Songs in Gaelic and Irish bagpipes: the English baroque composer Purcell ‘goes Celtic’ at the NBE

Wooden bar with bar stools, pub tables and chairs, and those cute café table lamps made of colored glass. There’s even one in the wing. A large wooden room with a fireplace is projected on the back canvas. It is the setting of the new program of the Netherlands Wind Ensemble: Purcell goes Celtic. The English baroque composer Henry Purcell in the Irish pub, so to speak. The intention is to merge Purcell’s music and Irish folk music in fifteen songs.

The NBE invited the young Irish singer Piaras Ó Lorcáin (2003) to perform traditional Irish songs; a striking appearance, who sings songs in Gaelic with a wonderfully richly colored baritone. He directs the words, with their characteristic nasal r-sounds, mainly to the floor, with one hand in his pocket and his eyes always firmly closed; fitting in with the centuries-old sean-nós-style.

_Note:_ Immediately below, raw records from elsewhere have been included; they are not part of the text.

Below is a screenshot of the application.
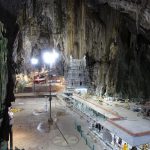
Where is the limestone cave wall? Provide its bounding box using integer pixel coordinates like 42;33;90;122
58;0;150;99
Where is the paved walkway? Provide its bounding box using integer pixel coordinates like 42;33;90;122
73;95;150;145
12;98;105;150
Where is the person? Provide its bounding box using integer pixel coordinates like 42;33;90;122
131;146;137;150
122;143;128;150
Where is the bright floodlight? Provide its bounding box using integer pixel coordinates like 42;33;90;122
31;58;38;65
43;51;58;65
53;49;59;59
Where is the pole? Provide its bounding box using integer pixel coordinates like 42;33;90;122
10;126;13;150
48;68;53;123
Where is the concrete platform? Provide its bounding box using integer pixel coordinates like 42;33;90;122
73;94;150;146
12;98;106;150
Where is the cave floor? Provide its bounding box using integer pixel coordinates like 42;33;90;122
12;98;105;150
73;94;150;146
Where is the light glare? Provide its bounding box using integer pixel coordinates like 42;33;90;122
31;58;38;65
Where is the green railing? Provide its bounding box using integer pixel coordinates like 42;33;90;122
75;121;95;150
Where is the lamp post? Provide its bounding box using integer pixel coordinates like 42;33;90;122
43;49;58;123
31;58;38;92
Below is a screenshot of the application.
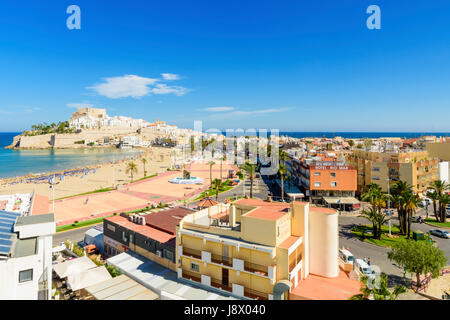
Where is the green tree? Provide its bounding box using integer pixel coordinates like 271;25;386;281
208;161;216;186
350;273;406;300
211;179;225;201
278;163;289;202
388;240;447;288
359;207;389;239
126;161;137;182
439;193;450;223
426;190;439;221
348;139;355;147
241;162;256;198
141;158;147;177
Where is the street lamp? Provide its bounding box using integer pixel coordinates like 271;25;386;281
386;178;392;236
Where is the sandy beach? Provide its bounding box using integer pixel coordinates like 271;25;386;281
0;147;172;200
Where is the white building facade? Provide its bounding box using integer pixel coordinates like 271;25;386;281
0;211;56;300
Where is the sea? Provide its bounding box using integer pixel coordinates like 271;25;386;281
0;132;141;179
0;130;450;178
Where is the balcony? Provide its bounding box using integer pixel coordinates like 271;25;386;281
244;288;269;300
244;261;269;277
182;247;269;277
182;270;202;283
183;247;202;260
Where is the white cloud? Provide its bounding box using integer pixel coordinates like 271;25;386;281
66;102;94;109
151;83;189;96
161;73;180;81
88;75;158;99
88;73;189;99
231;108;289;116
200;107;234;112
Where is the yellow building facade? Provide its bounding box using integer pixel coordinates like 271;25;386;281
177;199;338;300
347;150;439;194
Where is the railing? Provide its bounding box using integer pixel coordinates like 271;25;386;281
211;278;233;292
183;247;269;276
182;270;202;283
244;287;269;300
211;253;233;267
244;261;269;276
183;247;202;260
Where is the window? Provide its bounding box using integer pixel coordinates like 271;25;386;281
164;249;173;261
191;262;200;272
19;269;33;283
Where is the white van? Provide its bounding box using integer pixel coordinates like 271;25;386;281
354;259;375;278
339;248;355;272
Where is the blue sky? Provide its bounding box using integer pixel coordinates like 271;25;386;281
0;0;450;132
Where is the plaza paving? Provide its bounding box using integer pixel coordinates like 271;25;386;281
37;163;236;226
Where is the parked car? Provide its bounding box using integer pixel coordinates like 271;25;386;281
353;259;375;278
411;216;420;222
430;229;450;239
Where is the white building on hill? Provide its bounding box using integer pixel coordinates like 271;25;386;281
0;211;56;300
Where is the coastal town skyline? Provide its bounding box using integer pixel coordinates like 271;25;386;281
0;0;450;132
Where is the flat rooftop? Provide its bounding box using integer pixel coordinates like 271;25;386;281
105;215;176;243
107;251;236;300
234;199;290;220
12;238;37;258
16;213;55;227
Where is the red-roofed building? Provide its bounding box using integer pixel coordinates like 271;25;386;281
103;207;193;270
177;199;360;300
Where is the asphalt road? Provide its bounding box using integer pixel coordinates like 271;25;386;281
339;216;450;284
53;224;101;247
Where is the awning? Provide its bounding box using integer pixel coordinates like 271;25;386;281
85;274;159;300
323;197;360;204
53;257;97;279
67;266;112;291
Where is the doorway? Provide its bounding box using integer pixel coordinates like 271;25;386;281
222;268;229;287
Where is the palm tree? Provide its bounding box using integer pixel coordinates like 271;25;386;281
141;158;147;177
208;161;216;186
211;179;225;201
241;162;256;198
403;192;419;239
439;193;450;223
126;161;137;182
278;163;289;202
426;190;439;221
350;273;406;300
431;180;450;222
392;180;415;235
220;156;226;181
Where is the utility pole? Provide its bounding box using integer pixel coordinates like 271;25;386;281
387;177;392;236
52;174;55;214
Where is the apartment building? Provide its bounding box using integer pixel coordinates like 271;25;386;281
288;153;359;210
347;150;439;194
426;138;450;161
177;199;339;300
0;211;56;300
103;207;193;271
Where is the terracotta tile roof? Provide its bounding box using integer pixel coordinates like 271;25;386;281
279;236;300;249
197;198;218;208
105;215;176;243
235;199;290;220
290;270;361;300
143;208;194;234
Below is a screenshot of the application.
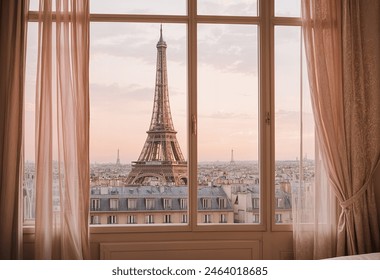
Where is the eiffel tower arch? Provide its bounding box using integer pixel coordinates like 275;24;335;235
126;26;187;186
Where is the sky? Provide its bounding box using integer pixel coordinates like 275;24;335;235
25;0;314;163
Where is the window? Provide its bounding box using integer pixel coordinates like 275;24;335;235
218;197;227;209
179;198;187;210
107;215;117;224
203;214;212;224
219;214;227;224
127;198;137;210
181;214;187;224
145;215;154;224
145;198;156;210
252;214;260;224
110;198;119;211
127;215;137;224
275;214;282;224
201;198;211;209
162;198;172;209
252;198;260;209
23;0;314;230
164;214;172;224
90;215;100;225
91;198;100;211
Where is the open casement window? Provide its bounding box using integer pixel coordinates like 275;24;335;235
23;0;314;234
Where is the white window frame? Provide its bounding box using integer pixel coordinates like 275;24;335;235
145;214;154;224
107;215;117;225
181;214;188;224
145;198;156;210
179;198;188;210
127;198;137;210
201;197;211;209
162;198;172;210
91;198;100;211
164;214;172;224
127;215;137;224
109;198;119;211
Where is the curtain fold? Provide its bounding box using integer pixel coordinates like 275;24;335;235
0;0;29;259
35;0;90;259
294;0;380;258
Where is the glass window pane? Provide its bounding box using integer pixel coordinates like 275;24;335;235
23;22;38;224
197;0;258;16
90;23;188;225
198;24;260;224
274;26;315;224
90;0;187;15
274;0;301;17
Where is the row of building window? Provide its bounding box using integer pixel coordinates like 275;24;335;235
90;214;236;224
91;197;230;211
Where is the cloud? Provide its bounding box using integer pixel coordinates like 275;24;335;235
91;23;187;65
199;111;255;119
198;25;258;74
198;0;257;16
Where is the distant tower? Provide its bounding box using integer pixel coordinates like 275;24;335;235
230;149;235;164
126;25;187;185
116;149;120;166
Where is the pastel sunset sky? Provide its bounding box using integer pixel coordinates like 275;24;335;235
25;0;314;163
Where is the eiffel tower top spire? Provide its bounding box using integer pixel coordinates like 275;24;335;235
149;25;175;132
127;25;187;185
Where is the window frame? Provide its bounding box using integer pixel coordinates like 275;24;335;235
23;0;301;233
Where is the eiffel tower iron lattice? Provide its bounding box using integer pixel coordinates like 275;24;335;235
126;26;187;186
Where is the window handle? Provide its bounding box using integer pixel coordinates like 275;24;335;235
265;112;270;125
191;115;197;135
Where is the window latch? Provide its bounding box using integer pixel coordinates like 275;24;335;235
265;112;270;125
191;115;197;135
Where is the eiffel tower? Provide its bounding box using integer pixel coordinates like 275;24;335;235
126;25;187;186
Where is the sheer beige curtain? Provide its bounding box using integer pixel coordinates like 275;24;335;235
35;0;89;259
0;0;29;259
294;0;380;258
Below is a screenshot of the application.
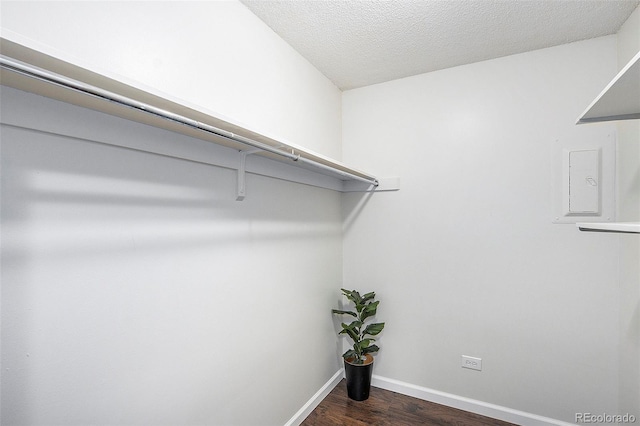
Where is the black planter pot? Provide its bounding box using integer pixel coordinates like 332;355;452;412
344;354;373;401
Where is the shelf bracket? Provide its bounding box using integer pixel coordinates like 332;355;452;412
236;148;262;201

Pianist and composer Julian Schneemann, son of NBE leader and still enthusiastic oboist Bart Schneemann (since 1988), wrote the arrangements. You can still hear fragments of recognizable themes from Purcell, but Julian Schneemann indeed succeeds well in blending the baroque style back and forth with Irish folk dances; handsome and cheerful. Only the instrumentation could have been more exciting. Almost all the instruments play simultaneously, while an ensemble like NBE (with one of each wind instrument) offers the opportunity to spotlight the individual characters of the instruments.

https://www.youtube.com/watch?v=je8doT1d-Ig

Irish bagpipes

A highlight of the program is an improvisation by the second guest musician, bodhranplayer Robbie Walsh, who appears to be able to get all the notes from at least an entire octave from his Irish frame drum and varies with that on ‘O, when the saints’.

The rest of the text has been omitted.